Change a life with action

By Joshua Johnson

A stinging wind rips through the downtown core, and Marc groans irritably as his crumpled body trembles with bitter cold. An empty coffee cup catches the occasional flying nickel from sympathizers who briskly rush past the grungy looking man rocking himself against a concrete wall. His fingers and toes have numbed long ago, and his stomach burns with hunger. A sniff of cocaine would suppress the appetite and bring feeling back to his extremities, but Marc is going clean, so he freezes and starves instead.

We’ve all passed men and women like Marc, people we have the power to help, but don’t. Students at the University of Calgary can learn just how much of a difference they can make, as the Faculty of Social Work prepares its second annual Social Action Day Fri., Feb. 3.

The faculty-exclusive event will offer experience with issues such as poverty, globalization, women’s and aboriginal rights, and homophobia. The day-long conference will cover skills such as lobbying politicians and engaging the media.

"We hope to create an understanding of the importance of social action," said Edward Lee, member of the organizing committee for Social Action Day. "An understanding that an individual can be a vehicle for change, whether big or small."
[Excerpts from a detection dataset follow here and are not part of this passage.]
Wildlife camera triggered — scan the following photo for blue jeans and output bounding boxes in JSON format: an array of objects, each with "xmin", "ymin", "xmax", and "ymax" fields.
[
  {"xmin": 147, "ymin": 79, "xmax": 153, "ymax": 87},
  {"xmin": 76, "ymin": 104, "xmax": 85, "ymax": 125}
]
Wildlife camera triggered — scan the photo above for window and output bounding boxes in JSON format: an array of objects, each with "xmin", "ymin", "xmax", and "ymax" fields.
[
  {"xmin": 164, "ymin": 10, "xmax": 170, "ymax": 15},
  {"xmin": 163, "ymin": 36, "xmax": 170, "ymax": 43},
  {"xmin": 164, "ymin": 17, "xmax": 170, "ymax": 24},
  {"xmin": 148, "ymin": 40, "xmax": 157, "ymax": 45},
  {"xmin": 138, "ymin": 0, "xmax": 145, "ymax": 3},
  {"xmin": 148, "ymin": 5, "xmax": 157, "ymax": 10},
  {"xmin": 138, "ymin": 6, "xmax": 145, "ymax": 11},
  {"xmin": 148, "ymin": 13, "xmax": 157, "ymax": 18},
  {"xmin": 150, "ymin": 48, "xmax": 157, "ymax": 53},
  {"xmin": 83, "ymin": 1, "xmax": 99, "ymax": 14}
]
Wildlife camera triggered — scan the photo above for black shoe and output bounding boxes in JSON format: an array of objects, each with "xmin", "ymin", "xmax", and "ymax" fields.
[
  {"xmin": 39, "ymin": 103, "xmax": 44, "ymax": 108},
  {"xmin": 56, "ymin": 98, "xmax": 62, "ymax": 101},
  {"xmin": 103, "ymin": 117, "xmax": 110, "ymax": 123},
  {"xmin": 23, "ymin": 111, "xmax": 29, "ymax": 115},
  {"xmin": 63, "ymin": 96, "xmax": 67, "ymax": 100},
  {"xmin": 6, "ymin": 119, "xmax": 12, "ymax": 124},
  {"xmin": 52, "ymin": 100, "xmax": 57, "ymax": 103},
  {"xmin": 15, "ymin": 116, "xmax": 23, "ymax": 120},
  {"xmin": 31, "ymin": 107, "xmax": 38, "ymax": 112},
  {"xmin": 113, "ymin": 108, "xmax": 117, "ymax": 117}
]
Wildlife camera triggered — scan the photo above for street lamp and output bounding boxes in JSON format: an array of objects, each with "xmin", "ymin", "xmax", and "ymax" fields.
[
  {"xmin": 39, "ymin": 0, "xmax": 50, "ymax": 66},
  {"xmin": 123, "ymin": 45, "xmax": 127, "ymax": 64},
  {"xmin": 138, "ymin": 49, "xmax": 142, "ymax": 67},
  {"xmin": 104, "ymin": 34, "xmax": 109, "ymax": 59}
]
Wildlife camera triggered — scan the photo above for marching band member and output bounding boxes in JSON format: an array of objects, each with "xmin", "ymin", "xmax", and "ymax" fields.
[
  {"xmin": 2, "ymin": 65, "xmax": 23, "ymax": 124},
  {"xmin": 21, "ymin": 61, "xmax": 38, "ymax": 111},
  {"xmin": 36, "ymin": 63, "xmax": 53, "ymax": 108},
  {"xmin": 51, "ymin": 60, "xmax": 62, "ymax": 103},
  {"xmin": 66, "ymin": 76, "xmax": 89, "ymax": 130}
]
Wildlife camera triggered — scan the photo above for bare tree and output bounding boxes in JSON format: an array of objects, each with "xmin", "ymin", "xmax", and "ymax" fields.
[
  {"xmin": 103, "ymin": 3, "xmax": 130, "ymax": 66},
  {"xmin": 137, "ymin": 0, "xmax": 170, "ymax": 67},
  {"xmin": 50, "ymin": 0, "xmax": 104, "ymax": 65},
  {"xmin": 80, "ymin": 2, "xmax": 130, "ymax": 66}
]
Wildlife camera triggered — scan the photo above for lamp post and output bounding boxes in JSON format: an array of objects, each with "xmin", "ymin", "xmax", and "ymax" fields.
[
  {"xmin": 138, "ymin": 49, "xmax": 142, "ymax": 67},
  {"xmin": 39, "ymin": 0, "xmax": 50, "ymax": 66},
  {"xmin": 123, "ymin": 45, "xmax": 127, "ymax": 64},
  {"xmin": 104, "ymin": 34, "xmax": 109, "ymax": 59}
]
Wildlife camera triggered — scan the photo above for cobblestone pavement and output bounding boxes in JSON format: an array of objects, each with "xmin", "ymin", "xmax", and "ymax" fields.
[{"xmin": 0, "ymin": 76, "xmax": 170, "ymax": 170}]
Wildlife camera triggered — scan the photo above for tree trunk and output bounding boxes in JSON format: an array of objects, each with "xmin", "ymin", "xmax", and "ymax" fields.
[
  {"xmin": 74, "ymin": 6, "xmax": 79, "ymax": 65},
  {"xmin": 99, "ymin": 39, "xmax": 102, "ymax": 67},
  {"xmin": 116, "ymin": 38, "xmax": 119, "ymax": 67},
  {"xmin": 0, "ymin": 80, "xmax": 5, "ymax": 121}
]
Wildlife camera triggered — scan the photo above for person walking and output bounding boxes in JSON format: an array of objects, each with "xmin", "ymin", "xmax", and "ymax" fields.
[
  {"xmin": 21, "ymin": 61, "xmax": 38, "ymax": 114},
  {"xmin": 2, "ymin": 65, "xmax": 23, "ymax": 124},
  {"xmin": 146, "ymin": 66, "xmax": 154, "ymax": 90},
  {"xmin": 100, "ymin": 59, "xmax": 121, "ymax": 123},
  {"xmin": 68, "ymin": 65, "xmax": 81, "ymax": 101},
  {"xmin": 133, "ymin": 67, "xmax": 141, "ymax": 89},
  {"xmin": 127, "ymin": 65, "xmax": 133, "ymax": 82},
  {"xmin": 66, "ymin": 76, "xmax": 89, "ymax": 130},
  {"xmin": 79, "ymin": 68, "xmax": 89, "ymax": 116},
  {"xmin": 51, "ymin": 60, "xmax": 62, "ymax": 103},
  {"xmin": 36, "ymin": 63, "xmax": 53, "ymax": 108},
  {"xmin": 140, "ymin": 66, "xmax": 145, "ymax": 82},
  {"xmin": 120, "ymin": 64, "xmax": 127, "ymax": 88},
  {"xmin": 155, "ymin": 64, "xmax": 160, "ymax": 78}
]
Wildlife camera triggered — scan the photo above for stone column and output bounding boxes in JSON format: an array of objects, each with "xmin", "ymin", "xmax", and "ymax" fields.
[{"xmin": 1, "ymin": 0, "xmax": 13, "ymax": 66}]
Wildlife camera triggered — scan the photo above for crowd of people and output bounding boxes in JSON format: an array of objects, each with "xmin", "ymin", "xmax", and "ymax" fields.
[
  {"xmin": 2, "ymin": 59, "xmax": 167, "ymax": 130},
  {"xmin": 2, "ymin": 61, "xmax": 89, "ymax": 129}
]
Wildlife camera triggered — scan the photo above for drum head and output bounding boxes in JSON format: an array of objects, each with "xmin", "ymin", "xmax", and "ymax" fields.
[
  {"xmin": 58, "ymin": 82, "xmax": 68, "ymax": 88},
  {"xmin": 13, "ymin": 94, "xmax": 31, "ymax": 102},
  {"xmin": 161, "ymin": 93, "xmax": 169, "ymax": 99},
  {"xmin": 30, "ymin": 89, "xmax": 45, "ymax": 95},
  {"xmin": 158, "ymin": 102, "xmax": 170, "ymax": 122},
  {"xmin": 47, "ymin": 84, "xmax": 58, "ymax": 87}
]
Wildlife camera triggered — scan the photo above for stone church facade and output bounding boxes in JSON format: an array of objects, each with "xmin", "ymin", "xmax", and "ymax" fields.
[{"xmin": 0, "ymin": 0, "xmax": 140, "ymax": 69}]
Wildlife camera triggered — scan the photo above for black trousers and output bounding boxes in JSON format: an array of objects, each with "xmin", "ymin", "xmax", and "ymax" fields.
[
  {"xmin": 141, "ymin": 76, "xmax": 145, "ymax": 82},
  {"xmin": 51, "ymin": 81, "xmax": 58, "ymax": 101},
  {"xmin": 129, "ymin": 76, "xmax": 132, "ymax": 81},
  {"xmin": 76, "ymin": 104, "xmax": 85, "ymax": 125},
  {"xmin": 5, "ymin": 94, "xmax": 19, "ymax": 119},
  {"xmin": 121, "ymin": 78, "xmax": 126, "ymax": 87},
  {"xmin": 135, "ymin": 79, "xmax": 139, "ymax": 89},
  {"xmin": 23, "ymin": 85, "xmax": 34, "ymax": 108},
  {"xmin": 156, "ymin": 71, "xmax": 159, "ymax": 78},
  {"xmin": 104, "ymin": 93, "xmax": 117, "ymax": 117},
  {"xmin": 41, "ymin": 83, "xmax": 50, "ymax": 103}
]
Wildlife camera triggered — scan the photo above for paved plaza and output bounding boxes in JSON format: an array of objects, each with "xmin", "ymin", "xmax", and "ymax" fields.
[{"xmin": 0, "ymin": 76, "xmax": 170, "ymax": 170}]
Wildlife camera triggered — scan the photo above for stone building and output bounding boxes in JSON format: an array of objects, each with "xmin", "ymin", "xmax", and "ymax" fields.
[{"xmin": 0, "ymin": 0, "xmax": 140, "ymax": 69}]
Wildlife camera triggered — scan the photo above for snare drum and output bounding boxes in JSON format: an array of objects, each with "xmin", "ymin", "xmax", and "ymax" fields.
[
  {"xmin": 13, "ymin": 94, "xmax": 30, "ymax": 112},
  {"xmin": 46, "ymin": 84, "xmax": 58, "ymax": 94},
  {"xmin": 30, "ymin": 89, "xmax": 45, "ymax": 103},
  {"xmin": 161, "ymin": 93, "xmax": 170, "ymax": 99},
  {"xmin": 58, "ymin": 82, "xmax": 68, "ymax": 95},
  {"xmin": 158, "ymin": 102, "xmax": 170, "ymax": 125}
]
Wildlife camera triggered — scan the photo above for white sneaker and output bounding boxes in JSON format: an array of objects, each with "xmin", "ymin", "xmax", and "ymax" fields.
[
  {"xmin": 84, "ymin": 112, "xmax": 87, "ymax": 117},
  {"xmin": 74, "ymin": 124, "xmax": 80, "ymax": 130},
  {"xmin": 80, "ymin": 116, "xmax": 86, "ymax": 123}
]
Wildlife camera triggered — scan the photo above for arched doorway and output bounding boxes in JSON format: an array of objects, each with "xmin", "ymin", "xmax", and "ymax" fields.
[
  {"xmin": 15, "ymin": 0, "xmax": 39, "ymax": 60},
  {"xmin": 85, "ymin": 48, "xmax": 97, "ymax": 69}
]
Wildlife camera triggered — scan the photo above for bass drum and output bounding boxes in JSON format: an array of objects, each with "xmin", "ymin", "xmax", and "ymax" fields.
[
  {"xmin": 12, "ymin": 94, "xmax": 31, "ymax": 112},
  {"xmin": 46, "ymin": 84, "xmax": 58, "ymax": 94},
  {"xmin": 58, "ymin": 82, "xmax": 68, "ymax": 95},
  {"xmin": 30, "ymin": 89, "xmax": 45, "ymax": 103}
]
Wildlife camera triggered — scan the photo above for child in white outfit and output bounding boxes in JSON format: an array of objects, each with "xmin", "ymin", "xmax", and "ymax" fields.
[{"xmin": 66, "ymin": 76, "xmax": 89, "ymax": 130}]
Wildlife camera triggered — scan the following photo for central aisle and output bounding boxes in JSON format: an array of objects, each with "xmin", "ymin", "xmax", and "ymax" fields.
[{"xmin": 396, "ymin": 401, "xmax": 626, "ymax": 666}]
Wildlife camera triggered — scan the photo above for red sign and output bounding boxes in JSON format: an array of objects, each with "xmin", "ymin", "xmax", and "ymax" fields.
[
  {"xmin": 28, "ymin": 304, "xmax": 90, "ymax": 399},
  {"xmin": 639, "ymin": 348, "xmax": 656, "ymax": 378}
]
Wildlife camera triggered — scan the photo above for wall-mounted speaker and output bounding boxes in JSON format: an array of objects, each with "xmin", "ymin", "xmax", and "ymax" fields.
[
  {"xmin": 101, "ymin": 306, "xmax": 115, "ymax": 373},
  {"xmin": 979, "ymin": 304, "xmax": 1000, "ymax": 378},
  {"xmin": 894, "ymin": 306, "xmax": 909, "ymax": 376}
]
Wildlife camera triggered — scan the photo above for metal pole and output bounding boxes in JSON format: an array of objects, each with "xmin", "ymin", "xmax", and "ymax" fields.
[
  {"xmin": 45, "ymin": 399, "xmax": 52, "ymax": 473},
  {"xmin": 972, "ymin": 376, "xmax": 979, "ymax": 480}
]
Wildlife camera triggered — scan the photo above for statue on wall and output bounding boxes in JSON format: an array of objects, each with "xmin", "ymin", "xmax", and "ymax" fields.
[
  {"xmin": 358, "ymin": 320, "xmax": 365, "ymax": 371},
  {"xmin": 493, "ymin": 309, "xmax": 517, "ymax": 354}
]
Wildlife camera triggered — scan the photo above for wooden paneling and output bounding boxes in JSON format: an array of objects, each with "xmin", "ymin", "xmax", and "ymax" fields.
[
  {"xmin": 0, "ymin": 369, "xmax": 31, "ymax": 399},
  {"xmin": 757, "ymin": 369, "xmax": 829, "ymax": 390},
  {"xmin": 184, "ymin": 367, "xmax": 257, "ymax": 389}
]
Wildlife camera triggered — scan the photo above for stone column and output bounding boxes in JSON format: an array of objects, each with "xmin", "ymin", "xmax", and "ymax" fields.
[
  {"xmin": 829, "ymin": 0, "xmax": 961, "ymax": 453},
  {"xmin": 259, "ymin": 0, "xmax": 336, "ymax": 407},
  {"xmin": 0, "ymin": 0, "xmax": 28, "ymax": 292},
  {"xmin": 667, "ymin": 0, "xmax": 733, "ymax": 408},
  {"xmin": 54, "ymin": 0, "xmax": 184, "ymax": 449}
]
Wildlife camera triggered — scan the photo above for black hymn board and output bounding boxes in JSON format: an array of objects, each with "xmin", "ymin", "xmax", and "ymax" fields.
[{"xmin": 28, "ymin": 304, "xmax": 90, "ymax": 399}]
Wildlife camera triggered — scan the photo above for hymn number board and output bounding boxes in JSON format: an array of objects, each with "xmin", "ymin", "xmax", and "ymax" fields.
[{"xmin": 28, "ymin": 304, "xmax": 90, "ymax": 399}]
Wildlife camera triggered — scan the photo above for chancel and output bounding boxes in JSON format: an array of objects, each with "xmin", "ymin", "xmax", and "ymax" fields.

Lee feels Calgary could benefit from more participation in social activism, but acknowledges apathy has many roots. He believes the biggest root is that people are bombarded with so many images of suffering and misery that they are overwhelmed and feel they cannot make any meaningful difference.

He feels another problem haunting Alberta is politics.

"Our political climate isn’t very conducive to being socially aware," said Lee.

Politics will be a major focus this year, according to co-chair of the organizing committee Fifi Enyi, who feels governments have been guilty of continual cuts to social programs.

To help bring this message home, provincial New Democratic Party leader Raj Pannu will open the conference with a speech before students break off into separate, interactive groups.

Although students outside social work will not be given the opportunity to participate in Social Action Day, Enyi advises anyone interested in pursuing social change to educate themselves, think critically, find like-minded individuals and, above all, write to MPs or MLAs.

"[Writing letters] is something anyone can do, whether they’re in social work or not," said Enyi. "If you see something you disagree with, write a letter. Tell your friends to write a letter."